The intent of this exercise is to practice connecting to an API for data extraction using Python, and storing the information in a SQL database. 

Washed Media is a small to medium sized media company out of Austin, TX that creates a variety of podcasts published on Spotify along with other streaming apps. Let's assume they wanted to take a look at thier user engagement after each episode.

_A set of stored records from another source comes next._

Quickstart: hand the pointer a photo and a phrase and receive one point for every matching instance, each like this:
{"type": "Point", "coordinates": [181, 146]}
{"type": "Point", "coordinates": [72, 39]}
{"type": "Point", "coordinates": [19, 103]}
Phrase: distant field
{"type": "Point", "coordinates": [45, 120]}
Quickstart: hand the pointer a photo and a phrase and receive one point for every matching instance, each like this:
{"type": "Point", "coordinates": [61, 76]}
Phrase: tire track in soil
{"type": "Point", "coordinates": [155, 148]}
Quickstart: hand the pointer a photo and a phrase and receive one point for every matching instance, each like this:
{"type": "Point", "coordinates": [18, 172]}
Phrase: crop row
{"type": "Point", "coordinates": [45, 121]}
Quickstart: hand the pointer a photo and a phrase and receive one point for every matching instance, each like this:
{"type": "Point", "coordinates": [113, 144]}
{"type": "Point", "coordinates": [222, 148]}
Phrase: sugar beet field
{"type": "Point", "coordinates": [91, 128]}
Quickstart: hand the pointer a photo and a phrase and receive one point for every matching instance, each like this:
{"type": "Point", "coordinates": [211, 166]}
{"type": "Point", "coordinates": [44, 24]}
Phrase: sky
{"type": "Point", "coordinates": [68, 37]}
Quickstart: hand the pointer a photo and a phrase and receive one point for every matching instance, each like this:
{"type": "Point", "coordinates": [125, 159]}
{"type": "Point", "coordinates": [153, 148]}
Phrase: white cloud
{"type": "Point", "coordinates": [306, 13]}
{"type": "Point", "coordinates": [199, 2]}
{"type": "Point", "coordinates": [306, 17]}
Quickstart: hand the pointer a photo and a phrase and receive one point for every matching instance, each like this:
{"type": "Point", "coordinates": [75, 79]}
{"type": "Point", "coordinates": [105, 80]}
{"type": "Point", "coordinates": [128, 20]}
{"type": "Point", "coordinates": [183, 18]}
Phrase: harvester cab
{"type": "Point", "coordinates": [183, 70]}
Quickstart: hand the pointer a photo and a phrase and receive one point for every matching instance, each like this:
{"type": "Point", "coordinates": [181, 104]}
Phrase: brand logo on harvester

There could be a variety of ways to do this, but a more user friendly way would be to import the different information sources from places like Spotify, Twitter, Instagram, Reddit etc and visualize the information in Power BI. That would allow for the data to be utilized by members of the company that do not have Python skills. 

One holding place for the different information sources would be a SQL database, then business intelligence applications like Power BI could connect directly to the SQL database to access the different sources of data. In order to have the different data sources compiled into a SQL database, I am setting up just one of a few data pipelines that would be necessary. This data pipeline uses Python to connect to the Spotify API. Granted, this is using my personal spotify account to access the data, so the actual data will be limited, but the general flow would be similar for a podcast owner account. 

In [2]:
pip install spotipy

Note: you may need to restart the kernel to use updated packages.


In [3]:
import spotipy

There is an important step here that has been omitted. I established a connection with the Spotify API, but it used a private token that should not be shared publicly, so I have removed it from this demonstration. 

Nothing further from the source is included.